A market decline led by tech shares continued on Wall Street and in Europe on Thursday, as investors cut market risk in response to the US central bank signalling a swift end to its pandemic-era monetary stimulus.
Wall Street’s technology-heavy Nasdaq Composite share index, which dropped 3.3 per cent on Wednesday in its worst session since February 2021, was down 1 per cent in mid-morning dealings.
The blue-chip S&P 500 index slid 0.5 per cent lower, as the benchmark’s information technology sub-index dropped 1 per cent.
In Europe, the regional Stoxx 600 equity gauge fell 1.6 per cent, as government bond prices also fell worldwide.
The moves came after minutes from the Fed’s latest meeting revealed that officials at the central bank, which has boosted financial markets since March 2020 with a huge bond-buying programme and record-low interest rates, broadly agreed it was time to accelerate the withdrawal of this support.
“Markets are awakening to the end of easy money,” said Olivier Marciot, cross-asset investment manager at Unigestion.
“We have had a lot of quantitative easing and monetary support, which creates an environment where all assets tend to thrive, and when you remove that it is the reverse,” he added.
US energy and banking stocks rose on Thursday, however, as some investors took the Fed’s hawkish shift as a vote of confidence in the US economy.

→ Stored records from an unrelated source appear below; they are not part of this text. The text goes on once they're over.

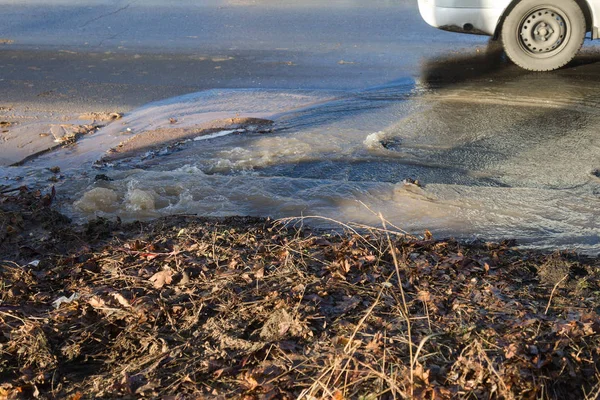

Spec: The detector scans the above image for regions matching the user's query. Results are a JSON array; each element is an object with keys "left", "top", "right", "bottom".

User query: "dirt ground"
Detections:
[{"left": 0, "top": 189, "right": 600, "bottom": 400}]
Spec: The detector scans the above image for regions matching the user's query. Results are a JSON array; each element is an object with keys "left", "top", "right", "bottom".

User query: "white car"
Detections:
[{"left": 419, "top": 0, "right": 600, "bottom": 71}]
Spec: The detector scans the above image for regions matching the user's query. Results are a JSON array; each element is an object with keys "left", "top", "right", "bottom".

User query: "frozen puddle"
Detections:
[{"left": 4, "top": 84, "right": 600, "bottom": 253}]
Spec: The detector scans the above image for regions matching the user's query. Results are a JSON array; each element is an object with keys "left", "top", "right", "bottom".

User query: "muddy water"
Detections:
[{"left": 4, "top": 54, "right": 600, "bottom": 253}]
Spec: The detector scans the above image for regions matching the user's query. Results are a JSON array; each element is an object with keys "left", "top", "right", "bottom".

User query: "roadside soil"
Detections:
[{"left": 0, "top": 189, "right": 600, "bottom": 400}]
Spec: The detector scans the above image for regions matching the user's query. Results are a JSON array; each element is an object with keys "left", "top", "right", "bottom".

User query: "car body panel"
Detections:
[{"left": 419, "top": 0, "right": 600, "bottom": 39}]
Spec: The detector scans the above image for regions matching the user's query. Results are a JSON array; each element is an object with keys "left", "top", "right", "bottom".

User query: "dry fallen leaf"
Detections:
[
  {"left": 148, "top": 268, "right": 173, "bottom": 289},
  {"left": 88, "top": 296, "right": 106, "bottom": 308},
  {"left": 110, "top": 292, "right": 131, "bottom": 308}
]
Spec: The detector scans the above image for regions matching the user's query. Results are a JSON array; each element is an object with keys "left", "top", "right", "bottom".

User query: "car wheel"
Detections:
[{"left": 502, "top": 0, "right": 587, "bottom": 71}]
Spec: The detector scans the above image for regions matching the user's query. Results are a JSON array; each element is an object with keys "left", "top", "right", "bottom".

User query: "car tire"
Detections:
[{"left": 502, "top": 0, "right": 587, "bottom": 71}]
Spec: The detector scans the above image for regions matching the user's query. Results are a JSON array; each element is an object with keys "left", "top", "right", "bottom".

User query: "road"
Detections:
[{"left": 0, "top": 0, "right": 600, "bottom": 253}]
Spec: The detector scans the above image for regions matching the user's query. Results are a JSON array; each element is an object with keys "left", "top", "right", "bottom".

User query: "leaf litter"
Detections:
[{"left": 0, "top": 188, "right": 600, "bottom": 399}]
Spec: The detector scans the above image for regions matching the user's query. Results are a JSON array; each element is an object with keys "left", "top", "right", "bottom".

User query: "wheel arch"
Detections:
[{"left": 494, "top": 0, "right": 594, "bottom": 39}]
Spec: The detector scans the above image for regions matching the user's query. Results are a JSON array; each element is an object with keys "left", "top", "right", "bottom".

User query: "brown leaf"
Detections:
[
  {"left": 110, "top": 292, "right": 131, "bottom": 308},
  {"left": 88, "top": 296, "right": 106, "bottom": 308},
  {"left": 148, "top": 268, "right": 173, "bottom": 289}
]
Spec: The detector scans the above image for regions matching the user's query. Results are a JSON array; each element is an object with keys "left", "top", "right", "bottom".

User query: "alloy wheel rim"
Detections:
[{"left": 518, "top": 6, "right": 571, "bottom": 58}]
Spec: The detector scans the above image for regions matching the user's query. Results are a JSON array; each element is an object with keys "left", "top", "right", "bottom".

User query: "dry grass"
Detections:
[{"left": 0, "top": 193, "right": 600, "bottom": 399}]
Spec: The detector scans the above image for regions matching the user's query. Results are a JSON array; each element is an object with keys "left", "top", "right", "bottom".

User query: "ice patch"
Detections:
[
  {"left": 194, "top": 129, "right": 244, "bottom": 142},
  {"left": 364, "top": 131, "right": 385, "bottom": 150},
  {"left": 126, "top": 189, "right": 156, "bottom": 211},
  {"left": 74, "top": 188, "right": 119, "bottom": 212}
]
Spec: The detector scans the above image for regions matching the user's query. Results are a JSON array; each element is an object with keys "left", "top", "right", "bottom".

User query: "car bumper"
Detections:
[{"left": 419, "top": 0, "right": 505, "bottom": 36}]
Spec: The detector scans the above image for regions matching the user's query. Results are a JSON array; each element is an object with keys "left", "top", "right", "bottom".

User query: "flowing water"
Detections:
[{"left": 7, "top": 54, "right": 600, "bottom": 253}]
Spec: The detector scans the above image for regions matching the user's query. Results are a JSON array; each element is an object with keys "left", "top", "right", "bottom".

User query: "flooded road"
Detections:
[{"left": 4, "top": 2, "right": 600, "bottom": 254}]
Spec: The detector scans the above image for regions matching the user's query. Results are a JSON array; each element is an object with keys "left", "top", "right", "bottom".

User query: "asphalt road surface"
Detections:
[{"left": 0, "top": 0, "right": 600, "bottom": 253}]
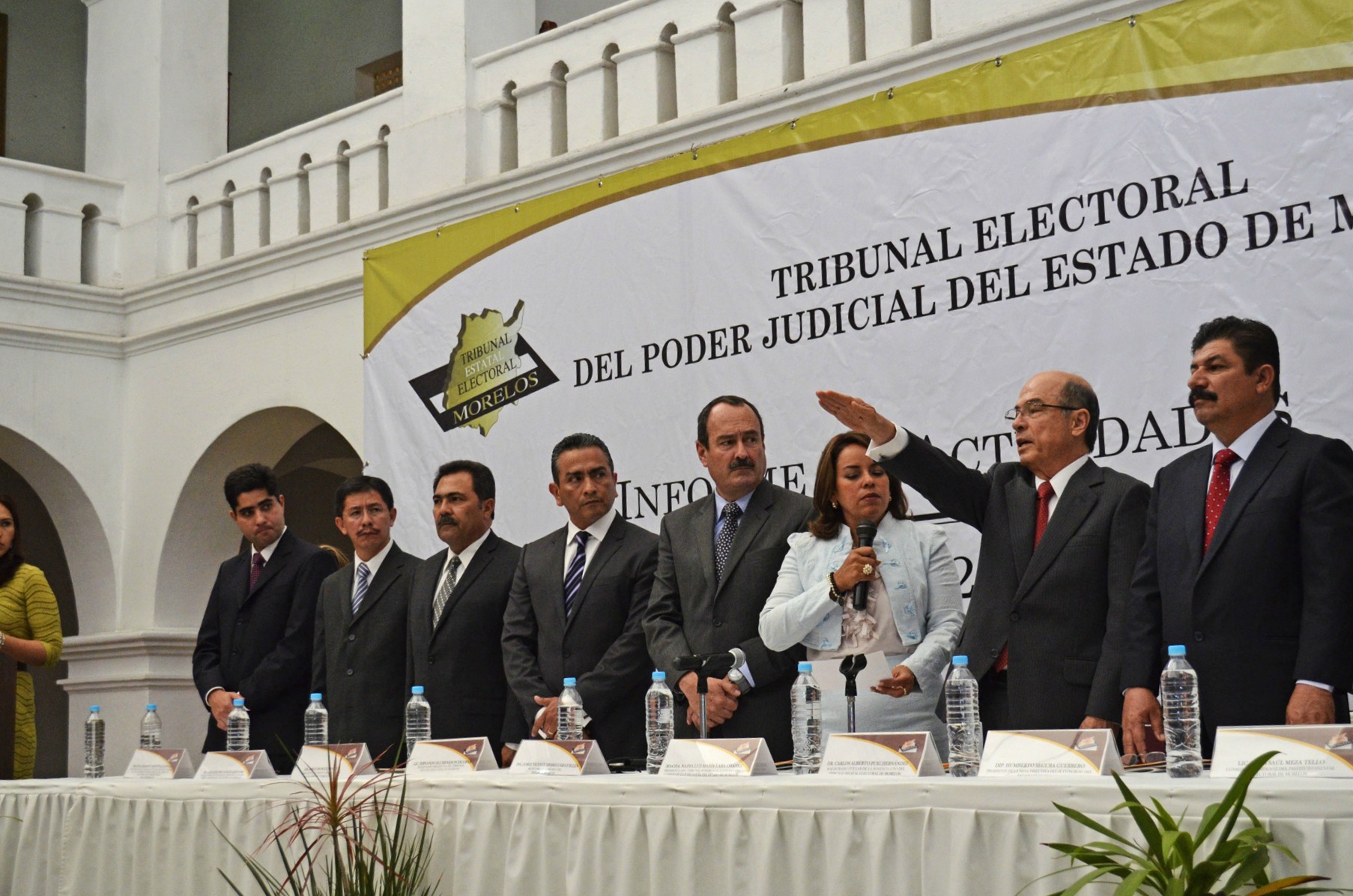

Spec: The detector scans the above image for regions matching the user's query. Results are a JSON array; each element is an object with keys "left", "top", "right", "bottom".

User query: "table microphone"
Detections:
[{"left": 855, "top": 520, "right": 878, "bottom": 611}]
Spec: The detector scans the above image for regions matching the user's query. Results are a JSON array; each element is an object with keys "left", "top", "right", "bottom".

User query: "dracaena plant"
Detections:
[
  {"left": 1020, "top": 751, "right": 1346, "bottom": 896},
  {"left": 217, "top": 763, "right": 441, "bottom": 896}
]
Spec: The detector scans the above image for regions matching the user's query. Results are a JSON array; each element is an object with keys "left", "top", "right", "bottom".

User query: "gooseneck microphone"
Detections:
[{"left": 855, "top": 520, "right": 878, "bottom": 611}]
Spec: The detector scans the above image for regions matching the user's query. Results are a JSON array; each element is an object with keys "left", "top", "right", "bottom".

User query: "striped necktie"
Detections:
[{"left": 564, "top": 532, "right": 589, "bottom": 619}]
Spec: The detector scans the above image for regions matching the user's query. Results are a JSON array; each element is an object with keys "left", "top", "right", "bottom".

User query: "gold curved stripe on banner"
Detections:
[{"left": 363, "top": 0, "right": 1353, "bottom": 352}]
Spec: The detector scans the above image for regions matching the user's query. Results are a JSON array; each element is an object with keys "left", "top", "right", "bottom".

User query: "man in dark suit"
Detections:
[
  {"left": 503, "top": 433, "right": 658, "bottom": 760},
  {"left": 405, "top": 460, "right": 527, "bottom": 765},
  {"left": 819, "top": 371, "right": 1148, "bottom": 731},
  {"left": 192, "top": 464, "right": 337, "bottom": 773},
  {"left": 310, "top": 476, "right": 418, "bottom": 767},
  {"left": 644, "top": 396, "right": 813, "bottom": 760},
  {"left": 1123, "top": 317, "right": 1353, "bottom": 755}
]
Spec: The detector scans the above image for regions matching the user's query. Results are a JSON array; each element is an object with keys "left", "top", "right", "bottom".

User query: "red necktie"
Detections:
[
  {"left": 992, "top": 482, "right": 1053, "bottom": 673},
  {"left": 1203, "top": 448, "right": 1241, "bottom": 554}
]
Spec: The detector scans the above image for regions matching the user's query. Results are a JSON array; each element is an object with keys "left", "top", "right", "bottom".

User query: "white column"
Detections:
[
  {"left": 733, "top": 0, "right": 804, "bottom": 96},
  {"left": 865, "top": 0, "right": 930, "bottom": 59},
  {"left": 673, "top": 22, "right": 737, "bottom": 115},
  {"left": 512, "top": 77, "right": 569, "bottom": 165},
  {"left": 564, "top": 59, "right": 620, "bottom": 149},
  {"left": 613, "top": 40, "right": 676, "bottom": 134}
]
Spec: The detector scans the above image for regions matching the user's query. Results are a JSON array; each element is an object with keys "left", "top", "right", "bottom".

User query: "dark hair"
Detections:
[
  {"left": 0, "top": 494, "right": 23, "bottom": 587},
  {"left": 549, "top": 433, "right": 616, "bottom": 482},
  {"left": 808, "top": 432, "right": 906, "bottom": 539},
  {"left": 334, "top": 476, "right": 395, "bottom": 517},
  {"left": 226, "top": 463, "right": 280, "bottom": 510},
  {"left": 1190, "top": 317, "right": 1283, "bottom": 405},
  {"left": 432, "top": 460, "right": 497, "bottom": 503},
  {"left": 1056, "top": 378, "right": 1098, "bottom": 451},
  {"left": 695, "top": 396, "right": 766, "bottom": 448}
]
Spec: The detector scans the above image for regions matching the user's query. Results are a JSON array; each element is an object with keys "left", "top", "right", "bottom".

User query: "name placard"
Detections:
[
  {"left": 658, "top": 738, "right": 775, "bottom": 778},
  {"left": 192, "top": 750, "right": 277, "bottom": 781},
  {"left": 122, "top": 748, "right": 192, "bottom": 780},
  {"left": 291, "top": 743, "right": 376, "bottom": 781},
  {"left": 507, "top": 740, "right": 611, "bottom": 774},
  {"left": 977, "top": 728, "right": 1123, "bottom": 778},
  {"left": 405, "top": 738, "right": 498, "bottom": 778},
  {"left": 821, "top": 731, "right": 945, "bottom": 778},
  {"left": 1212, "top": 724, "right": 1353, "bottom": 778}
]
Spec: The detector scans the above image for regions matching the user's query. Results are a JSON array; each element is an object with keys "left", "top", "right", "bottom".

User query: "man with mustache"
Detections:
[
  {"left": 644, "top": 396, "right": 813, "bottom": 760},
  {"left": 310, "top": 476, "right": 418, "bottom": 767},
  {"left": 192, "top": 463, "right": 337, "bottom": 773},
  {"left": 1123, "top": 317, "right": 1353, "bottom": 755},
  {"left": 817, "top": 371, "right": 1148, "bottom": 731},
  {"left": 405, "top": 460, "right": 527, "bottom": 765}
]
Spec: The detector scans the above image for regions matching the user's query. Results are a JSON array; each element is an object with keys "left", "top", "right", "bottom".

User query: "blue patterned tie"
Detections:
[
  {"left": 352, "top": 563, "right": 371, "bottom": 616},
  {"left": 564, "top": 532, "right": 587, "bottom": 619}
]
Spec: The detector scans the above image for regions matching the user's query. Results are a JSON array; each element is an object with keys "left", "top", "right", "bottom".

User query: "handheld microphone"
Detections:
[{"left": 854, "top": 520, "right": 878, "bottom": 611}]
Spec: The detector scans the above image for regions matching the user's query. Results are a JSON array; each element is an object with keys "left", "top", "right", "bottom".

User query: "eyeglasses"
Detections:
[{"left": 1005, "top": 401, "right": 1084, "bottom": 420}]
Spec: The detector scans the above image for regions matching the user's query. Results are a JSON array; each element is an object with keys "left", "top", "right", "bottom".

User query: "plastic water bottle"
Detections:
[
  {"left": 1161, "top": 644, "right": 1203, "bottom": 778},
  {"left": 226, "top": 697, "right": 249, "bottom": 752},
  {"left": 644, "top": 671, "right": 675, "bottom": 774},
  {"left": 306, "top": 694, "right": 329, "bottom": 745},
  {"left": 141, "top": 703, "right": 164, "bottom": 750},
  {"left": 405, "top": 685, "right": 432, "bottom": 758},
  {"left": 85, "top": 706, "right": 103, "bottom": 778},
  {"left": 945, "top": 656, "right": 982, "bottom": 778},
  {"left": 554, "top": 678, "right": 583, "bottom": 740},
  {"left": 789, "top": 663, "right": 823, "bottom": 774}
]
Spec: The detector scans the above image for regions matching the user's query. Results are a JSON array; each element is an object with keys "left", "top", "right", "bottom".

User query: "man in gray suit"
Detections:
[
  {"left": 817, "top": 371, "right": 1150, "bottom": 731},
  {"left": 405, "top": 460, "right": 527, "bottom": 765},
  {"left": 310, "top": 476, "right": 418, "bottom": 767},
  {"left": 503, "top": 433, "right": 658, "bottom": 760},
  {"left": 644, "top": 396, "right": 813, "bottom": 760}
]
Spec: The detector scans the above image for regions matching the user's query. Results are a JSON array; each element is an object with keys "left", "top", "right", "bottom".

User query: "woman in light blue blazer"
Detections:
[{"left": 759, "top": 432, "right": 963, "bottom": 755}]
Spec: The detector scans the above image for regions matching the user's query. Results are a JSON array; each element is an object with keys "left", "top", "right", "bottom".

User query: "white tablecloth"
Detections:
[{"left": 0, "top": 772, "right": 1353, "bottom": 896}]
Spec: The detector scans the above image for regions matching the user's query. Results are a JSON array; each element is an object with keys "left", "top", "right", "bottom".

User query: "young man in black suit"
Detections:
[
  {"left": 310, "top": 476, "right": 418, "bottom": 767},
  {"left": 405, "top": 460, "right": 527, "bottom": 765},
  {"left": 1123, "top": 317, "right": 1353, "bottom": 755},
  {"left": 503, "top": 433, "right": 658, "bottom": 760},
  {"left": 192, "top": 464, "right": 337, "bottom": 773}
]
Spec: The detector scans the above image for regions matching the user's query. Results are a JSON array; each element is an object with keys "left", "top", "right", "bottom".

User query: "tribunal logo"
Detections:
[{"left": 408, "top": 300, "right": 559, "bottom": 436}]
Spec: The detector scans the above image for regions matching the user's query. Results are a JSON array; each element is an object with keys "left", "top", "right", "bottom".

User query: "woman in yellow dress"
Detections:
[{"left": 0, "top": 495, "right": 61, "bottom": 778}]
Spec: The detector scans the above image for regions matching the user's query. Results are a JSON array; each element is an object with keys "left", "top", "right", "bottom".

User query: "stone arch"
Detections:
[{"left": 154, "top": 408, "right": 361, "bottom": 628}]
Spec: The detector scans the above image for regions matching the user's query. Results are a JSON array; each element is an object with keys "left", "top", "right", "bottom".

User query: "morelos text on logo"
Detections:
[{"left": 408, "top": 300, "right": 559, "bottom": 436}]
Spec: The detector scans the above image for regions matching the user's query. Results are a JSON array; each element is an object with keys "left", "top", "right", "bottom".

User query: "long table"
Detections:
[{"left": 0, "top": 772, "right": 1353, "bottom": 896}]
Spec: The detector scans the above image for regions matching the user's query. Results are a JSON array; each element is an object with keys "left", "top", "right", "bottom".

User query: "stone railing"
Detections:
[
  {"left": 470, "top": 0, "right": 931, "bottom": 176},
  {"left": 0, "top": 158, "right": 122, "bottom": 285},
  {"left": 165, "top": 89, "right": 402, "bottom": 270}
]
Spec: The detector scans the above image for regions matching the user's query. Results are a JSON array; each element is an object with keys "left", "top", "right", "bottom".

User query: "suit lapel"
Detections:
[
  {"left": 557, "top": 515, "right": 625, "bottom": 632},
  {"left": 1197, "top": 423, "right": 1291, "bottom": 575},
  {"left": 719, "top": 482, "right": 775, "bottom": 599},
  {"left": 1005, "top": 467, "right": 1038, "bottom": 581},
  {"left": 1014, "top": 460, "right": 1104, "bottom": 604}
]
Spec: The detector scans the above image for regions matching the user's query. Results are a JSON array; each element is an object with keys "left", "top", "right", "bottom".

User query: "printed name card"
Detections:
[
  {"left": 291, "top": 743, "right": 376, "bottom": 781},
  {"left": 1212, "top": 725, "right": 1353, "bottom": 778},
  {"left": 658, "top": 738, "right": 775, "bottom": 778},
  {"left": 978, "top": 728, "right": 1123, "bottom": 778},
  {"left": 192, "top": 750, "right": 277, "bottom": 781},
  {"left": 405, "top": 738, "right": 498, "bottom": 778},
  {"left": 507, "top": 740, "right": 611, "bottom": 774},
  {"left": 122, "top": 750, "right": 192, "bottom": 780},
  {"left": 821, "top": 731, "right": 945, "bottom": 778}
]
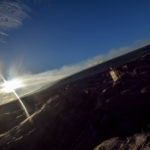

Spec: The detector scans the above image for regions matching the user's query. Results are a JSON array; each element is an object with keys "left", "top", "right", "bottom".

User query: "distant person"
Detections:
[{"left": 109, "top": 67, "right": 121, "bottom": 85}]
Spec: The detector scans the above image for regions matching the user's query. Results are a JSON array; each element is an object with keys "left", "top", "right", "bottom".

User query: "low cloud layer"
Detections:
[{"left": 0, "top": 40, "right": 150, "bottom": 104}]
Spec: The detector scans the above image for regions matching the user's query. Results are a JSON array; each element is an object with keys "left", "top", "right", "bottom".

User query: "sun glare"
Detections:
[{"left": 3, "top": 79, "right": 23, "bottom": 93}]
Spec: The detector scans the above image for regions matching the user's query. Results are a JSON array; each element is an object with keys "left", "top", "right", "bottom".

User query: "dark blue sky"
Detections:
[{"left": 0, "top": 0, "right": 150, "bottom": 73}]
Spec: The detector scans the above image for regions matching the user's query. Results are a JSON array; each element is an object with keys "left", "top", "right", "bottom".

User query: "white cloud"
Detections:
[
  {"left": 0, "top": 40, "right": 150, "bottom": 104},
  {"left": 0, "top": 0, "right": 29, "bottom": 30}
]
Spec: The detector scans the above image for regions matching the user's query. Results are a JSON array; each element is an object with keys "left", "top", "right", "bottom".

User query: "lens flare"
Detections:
[{"left": 0, "top": 75, "right": 32, "bottom": 122}]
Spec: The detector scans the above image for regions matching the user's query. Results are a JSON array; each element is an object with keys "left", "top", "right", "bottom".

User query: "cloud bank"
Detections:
[{"left": 0, "top": 40, "right": 150, "bottom": 104}]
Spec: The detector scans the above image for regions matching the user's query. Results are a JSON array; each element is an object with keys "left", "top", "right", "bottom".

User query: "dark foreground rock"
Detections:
[
  {"left": 0, "top": 51, "right": 150, "bottom": 150},
  {"left": 94, "top": 132, "right": 150, "bottom": 150}
]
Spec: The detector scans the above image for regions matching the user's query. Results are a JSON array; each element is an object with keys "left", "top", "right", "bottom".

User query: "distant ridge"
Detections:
[{"left": 54, "top": 45, "right": 150, "bottom": 86}]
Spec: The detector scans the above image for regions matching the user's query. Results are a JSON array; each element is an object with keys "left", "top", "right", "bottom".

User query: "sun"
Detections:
[{"left": 2, "top": 79, "right": 23, "bottom": 93}]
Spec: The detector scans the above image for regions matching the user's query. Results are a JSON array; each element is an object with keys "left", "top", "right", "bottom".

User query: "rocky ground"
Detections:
[{"left": 0, "top": 52, "right": 150, "bottom": 150}]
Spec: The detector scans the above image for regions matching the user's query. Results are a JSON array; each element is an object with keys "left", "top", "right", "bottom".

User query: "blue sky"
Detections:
[{"left": 0, "top": 0, "right": 150, "bottom": 73}]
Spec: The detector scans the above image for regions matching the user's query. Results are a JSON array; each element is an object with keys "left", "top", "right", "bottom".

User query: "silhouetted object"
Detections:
[{"left": 109, "top": 67, "right": 121, "bottom": 84}]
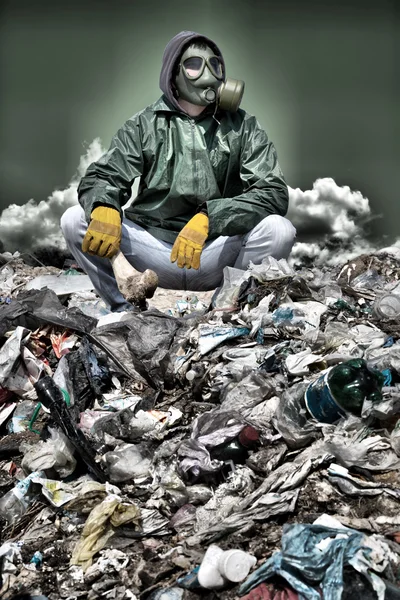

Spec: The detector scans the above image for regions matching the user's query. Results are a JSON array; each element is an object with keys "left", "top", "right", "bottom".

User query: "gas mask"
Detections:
[{"left": 175, "top": 46, "right": 244, "bottom": 112}]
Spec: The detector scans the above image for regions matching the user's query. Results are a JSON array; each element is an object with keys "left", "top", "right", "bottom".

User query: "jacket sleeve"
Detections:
[
  {"left": 207, "top": 116, "right": 289, "bottom": 238},
  {"left": 78, "top": 119, "right": 143, "bottom": 223}
]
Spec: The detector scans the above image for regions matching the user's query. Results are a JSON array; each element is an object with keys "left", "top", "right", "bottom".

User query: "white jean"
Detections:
[{"left": 60, "top": 205, "right": 296, "bottom": 311}]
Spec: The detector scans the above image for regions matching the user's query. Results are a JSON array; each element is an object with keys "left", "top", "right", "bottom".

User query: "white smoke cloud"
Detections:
[
  {"left": 287, "top": 177, "right": 377, "bottom": 265},
  {"left": 0, "top": 138, "right": 390, "bottom": 265},
  {"left": 0, "top": 138, "right": 105, "bottom": 252}
]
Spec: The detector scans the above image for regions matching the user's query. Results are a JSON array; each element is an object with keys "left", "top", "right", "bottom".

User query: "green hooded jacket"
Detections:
[{"left": 78, "top": 32, "right": 288, "bottom": 243}]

“The companies that are more sensitive to the economic cycle are the ones the market will reward,” said Fahad Kamal, chief investment officer at Kleinwort Hambros.
The Fed minutes also revealed the world’s most influential central bank may need to raise interest rates “sooner or at a faster pace” than officials had initially anticipated to tame soaring inflation.
Prospects of higher inflation and interest rates raise the opportunity cost of owning shares, which investors value according to their expected future profits and dividend streams, in an effect that is most magnified for early stage or speculative companies in sectors such as tech.
The Fed’s minutes also indicated its officials would begin debating how to shrink the central bank’s balance sheet, which has more than doubled in size to less than $9tn since early 2020 as it aggressively increased its holdings of Treasuries and mortgage-backed securities.
The yield on the benchmark 10-year US Treasury, which rises as prices of the government debt instrument falls, added 0.04 percentage points to 1.74 per cent. This key debt yield that influences borrowing costs and asset valuations worldwide, has climbed from about 1.63 per cent at the start of this week.
European government bonds were swept up in the post-Fed sell-off. Germany’s 10-year bond yield rose to minus 0.05 per cent, its highest level since May 2019. Riskier eurozone debt was also hit, with Italy’s 10-year yield climbing above 1.3 per cent for the first time since July 2020.
In Asia, Japan’s Nikkei 225 closed about 2.9 per cent lower and mainland China’s CSI 300 fell 1 per cent. Hong Kong’s Hang Seng index rose 0.7 per cent, however, as heavy declines for Chinese technology stocks went into reverse.